Milk had received accolades from several film critics organizations.

 December 2, 2008, the film received 4 nominations for the 24th Independent Spirit Awards and won 2, including Best Supporting Male (James Franco) and Best First Screenplay (Dustin Lance Black).
 December 9, 2008, the film received eight Critic's Choice Award nominations, including Best Picture and Best Director.
 December 11, 2008, Sean Penn received one Golden Globe nomination for Best Actor, the film's only nomination.
 December 18, 2008, the Screen Actors Guild nominated Milk on three categories: Best Actor, Best Supporting Actor and Best Cast in a Motion Picture for the 15th Screen Actors Guild Awards; Sean Penn was chosen as Best Actor.
 January 5, 2009, the film's producers received a nomination for Producer of the Year for the 20th Producers Guild of America Awards.
 January 8, 2009, Gus Van Sant received a nomination for Outstanding Directorial Achievement for the 61st Directors Guild of America Awards.
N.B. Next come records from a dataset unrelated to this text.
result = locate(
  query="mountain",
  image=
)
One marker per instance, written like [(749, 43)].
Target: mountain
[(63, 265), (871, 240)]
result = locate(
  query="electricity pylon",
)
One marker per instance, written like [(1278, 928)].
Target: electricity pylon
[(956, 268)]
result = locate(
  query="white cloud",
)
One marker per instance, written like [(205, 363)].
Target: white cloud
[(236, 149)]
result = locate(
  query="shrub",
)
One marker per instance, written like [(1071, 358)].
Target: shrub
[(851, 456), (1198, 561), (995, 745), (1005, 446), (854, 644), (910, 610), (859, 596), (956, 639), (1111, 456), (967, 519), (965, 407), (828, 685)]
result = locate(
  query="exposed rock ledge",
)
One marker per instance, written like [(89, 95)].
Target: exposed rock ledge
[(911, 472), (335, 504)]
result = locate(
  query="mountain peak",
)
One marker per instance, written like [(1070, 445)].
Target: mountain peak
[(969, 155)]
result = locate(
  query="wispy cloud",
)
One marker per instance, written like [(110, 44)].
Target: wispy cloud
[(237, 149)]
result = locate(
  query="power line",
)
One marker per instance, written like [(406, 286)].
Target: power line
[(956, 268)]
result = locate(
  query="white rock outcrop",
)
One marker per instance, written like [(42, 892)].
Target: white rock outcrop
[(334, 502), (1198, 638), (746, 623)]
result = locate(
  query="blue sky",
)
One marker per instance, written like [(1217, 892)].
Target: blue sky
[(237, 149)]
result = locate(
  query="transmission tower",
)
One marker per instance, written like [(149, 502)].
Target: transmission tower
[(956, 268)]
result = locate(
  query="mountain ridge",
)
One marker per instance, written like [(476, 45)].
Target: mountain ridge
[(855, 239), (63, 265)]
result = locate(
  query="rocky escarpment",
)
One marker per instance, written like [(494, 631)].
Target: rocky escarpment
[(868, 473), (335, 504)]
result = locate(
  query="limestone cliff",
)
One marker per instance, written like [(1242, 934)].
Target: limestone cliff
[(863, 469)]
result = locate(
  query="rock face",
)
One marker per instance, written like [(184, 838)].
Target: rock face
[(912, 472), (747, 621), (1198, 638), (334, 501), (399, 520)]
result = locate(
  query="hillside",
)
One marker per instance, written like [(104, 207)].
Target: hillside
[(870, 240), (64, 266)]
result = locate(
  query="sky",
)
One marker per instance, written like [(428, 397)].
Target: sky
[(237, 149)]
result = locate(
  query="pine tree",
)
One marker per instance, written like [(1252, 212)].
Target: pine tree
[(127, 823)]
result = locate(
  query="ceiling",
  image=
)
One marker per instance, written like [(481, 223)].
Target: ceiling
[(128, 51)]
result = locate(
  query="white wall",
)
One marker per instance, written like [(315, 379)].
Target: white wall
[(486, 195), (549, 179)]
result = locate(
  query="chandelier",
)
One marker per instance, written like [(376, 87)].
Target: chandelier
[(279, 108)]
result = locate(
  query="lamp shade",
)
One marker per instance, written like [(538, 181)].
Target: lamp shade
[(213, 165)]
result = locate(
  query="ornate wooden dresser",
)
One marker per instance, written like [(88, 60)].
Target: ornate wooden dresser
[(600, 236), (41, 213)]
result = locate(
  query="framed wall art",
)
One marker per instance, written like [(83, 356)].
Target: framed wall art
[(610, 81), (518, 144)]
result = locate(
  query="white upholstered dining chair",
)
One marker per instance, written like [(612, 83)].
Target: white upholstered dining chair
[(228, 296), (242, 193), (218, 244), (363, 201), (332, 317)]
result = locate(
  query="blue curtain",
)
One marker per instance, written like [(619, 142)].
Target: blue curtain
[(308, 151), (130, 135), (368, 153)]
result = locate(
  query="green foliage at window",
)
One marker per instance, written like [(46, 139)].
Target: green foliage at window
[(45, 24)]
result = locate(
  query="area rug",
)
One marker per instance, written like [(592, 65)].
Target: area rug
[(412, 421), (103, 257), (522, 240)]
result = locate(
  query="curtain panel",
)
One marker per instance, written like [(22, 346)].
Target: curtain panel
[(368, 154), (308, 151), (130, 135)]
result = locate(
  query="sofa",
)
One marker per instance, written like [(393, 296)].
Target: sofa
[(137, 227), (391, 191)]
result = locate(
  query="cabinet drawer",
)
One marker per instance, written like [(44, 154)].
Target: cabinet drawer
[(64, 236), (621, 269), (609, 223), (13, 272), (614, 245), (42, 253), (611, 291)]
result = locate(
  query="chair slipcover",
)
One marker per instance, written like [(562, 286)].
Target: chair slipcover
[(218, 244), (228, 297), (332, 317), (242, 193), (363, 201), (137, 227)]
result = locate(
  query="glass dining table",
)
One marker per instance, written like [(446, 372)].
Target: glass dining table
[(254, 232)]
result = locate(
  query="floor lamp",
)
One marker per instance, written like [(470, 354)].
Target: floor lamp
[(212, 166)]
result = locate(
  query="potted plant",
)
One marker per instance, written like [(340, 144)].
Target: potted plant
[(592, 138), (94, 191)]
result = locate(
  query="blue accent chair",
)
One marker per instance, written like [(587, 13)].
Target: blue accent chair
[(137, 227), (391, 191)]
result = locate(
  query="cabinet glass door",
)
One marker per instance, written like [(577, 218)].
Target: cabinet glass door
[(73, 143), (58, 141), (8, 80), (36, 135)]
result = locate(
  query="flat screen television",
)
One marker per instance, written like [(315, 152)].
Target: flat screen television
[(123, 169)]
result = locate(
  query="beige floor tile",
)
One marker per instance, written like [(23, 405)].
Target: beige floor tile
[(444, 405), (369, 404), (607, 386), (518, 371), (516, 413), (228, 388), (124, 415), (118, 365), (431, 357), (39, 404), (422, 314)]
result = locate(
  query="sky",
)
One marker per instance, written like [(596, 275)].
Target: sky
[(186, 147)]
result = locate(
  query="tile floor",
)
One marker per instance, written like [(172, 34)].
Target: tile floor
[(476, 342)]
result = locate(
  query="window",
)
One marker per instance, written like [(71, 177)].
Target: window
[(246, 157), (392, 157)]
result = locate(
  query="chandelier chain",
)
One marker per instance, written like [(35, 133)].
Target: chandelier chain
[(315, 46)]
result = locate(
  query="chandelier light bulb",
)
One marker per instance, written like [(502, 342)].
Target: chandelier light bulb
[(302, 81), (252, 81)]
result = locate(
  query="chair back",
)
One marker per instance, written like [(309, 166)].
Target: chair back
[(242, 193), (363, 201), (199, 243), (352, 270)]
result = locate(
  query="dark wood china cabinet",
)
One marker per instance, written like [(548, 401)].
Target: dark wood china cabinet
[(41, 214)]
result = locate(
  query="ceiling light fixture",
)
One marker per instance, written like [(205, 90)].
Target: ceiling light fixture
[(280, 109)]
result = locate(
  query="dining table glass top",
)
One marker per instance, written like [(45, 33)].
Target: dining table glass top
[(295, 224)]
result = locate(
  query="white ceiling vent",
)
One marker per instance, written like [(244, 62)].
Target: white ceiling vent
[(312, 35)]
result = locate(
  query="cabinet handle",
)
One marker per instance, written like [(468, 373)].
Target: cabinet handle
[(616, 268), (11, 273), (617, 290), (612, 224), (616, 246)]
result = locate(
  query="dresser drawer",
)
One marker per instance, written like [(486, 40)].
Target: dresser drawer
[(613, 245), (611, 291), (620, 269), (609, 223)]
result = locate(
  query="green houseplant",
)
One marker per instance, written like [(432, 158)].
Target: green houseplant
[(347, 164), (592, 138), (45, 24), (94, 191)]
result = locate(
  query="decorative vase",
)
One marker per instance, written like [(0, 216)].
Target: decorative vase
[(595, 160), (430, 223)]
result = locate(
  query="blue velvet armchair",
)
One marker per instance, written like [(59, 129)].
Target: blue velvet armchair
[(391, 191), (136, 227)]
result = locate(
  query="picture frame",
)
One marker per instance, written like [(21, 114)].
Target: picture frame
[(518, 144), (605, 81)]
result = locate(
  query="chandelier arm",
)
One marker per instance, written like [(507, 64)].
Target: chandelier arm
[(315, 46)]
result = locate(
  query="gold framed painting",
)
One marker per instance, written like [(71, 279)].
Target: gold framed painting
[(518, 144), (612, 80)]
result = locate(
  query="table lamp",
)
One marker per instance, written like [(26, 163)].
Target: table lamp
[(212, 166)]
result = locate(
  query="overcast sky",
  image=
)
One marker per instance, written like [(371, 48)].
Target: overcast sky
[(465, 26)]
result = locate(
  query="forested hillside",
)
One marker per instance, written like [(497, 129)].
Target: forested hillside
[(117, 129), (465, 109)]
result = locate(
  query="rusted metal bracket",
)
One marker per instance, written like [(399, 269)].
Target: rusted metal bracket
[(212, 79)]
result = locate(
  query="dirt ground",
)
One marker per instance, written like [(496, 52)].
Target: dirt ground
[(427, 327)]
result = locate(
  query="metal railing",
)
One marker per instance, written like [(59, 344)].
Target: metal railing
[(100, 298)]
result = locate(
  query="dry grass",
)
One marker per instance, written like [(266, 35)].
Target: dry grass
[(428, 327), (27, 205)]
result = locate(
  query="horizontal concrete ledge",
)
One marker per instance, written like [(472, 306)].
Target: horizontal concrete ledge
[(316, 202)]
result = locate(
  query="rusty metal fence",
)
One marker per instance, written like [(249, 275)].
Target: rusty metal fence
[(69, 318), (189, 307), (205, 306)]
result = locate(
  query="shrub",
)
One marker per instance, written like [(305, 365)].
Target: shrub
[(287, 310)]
 The film won Best Original Screenplay at the 62nd Writers Guild of America Awards
 The film received four BAFTA award nominations, including Best Film, for the 62nd British Academy Film Awards.
 January 22, 2009 the film received 8 Academy Award nominations, including Best Picture, and winning two for Best Original Screenplay and Best Actor in a Leading Role (Sean Penn).